La concesión de la medalla Vicente Guerrero al Ejército y la Marina, entregada el pasado 27 de octubre, se explica en ese contexto de creciente descomposición de la vida institucional del estado. El gobierno dijo que es un merecido reconocimiento a las tareas que los soldados y los marinos realizaron durante la emergencia ocasionada por las lluvias de septiembre. Sin embargo, es evidente que fue un razonamiento político el que indujo al gobernador Aguirre Rivero a premiar a las fuerzas armadas antes que a ciudadanos u organizaciones civiles.

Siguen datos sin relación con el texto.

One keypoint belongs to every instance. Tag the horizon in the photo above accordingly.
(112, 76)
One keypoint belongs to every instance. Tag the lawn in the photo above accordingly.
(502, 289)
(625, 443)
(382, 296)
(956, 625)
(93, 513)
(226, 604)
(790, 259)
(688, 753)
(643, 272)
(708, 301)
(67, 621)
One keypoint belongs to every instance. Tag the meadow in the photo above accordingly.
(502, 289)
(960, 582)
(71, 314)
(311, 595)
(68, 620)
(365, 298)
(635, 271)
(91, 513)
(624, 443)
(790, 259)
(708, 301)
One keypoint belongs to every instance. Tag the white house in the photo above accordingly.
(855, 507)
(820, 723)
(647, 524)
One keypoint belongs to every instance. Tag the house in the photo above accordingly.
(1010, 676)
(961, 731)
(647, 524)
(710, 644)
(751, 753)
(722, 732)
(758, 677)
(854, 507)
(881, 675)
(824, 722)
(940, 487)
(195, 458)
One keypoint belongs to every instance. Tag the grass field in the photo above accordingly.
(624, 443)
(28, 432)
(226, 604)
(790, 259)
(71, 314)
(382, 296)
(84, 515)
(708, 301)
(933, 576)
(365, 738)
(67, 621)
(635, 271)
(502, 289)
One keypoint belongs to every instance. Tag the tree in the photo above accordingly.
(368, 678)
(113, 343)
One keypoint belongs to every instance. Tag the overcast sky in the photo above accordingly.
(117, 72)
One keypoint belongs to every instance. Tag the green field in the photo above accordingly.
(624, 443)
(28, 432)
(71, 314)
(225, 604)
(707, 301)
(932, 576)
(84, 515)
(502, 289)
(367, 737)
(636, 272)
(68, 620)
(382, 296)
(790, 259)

El reconocimiento es formalmente al mérito civil, y a pesar de que resulten encomiables las actividades de auxilio a la población realizadas por el Ejército y la Marina en una situación de desastre, ese trabajo no se encuadra en los supuestos de la medalla establecida para conmemorar la creación del estado. Así pues, que la premiación se haya desviado de su objeto obedece a la intención de Aguirre Rivero de quedar bien con el Ejército y la Marina.
Quedar bien con la jerarquía armada es uno de los principios en los que Aguirre ha sustentado su gobierno, y de tanto en tanto pasa del elogio público al franco servilismo hacia los militares. Es el caso de la medalla Vicente Guerrero. Porque con el otorgamiento de esa condecoración a los secretarios de la Defensa y de la Marina, el gobierno manifestó abiertamente su desdén hacia la sociedad civil e hizo a un lado la larguísima y conflictiva historia que desvincula a las fuerzas militares de la sociedad guerrerense. Que no es una historia cualquiera ni se puede ignorar así como así.
Por todo eso es que está destinado al desaire el llamado que López Obrador hizo a Ángel Aguirre. El gobernador del PRD no pertenece a las filas de la democracia, la civilidad y el compromiso popular, sino a los sótanos del poder, desde donde se organizan campañas de odio y se promueve la liquidación de la disidencia y la inconformidad social.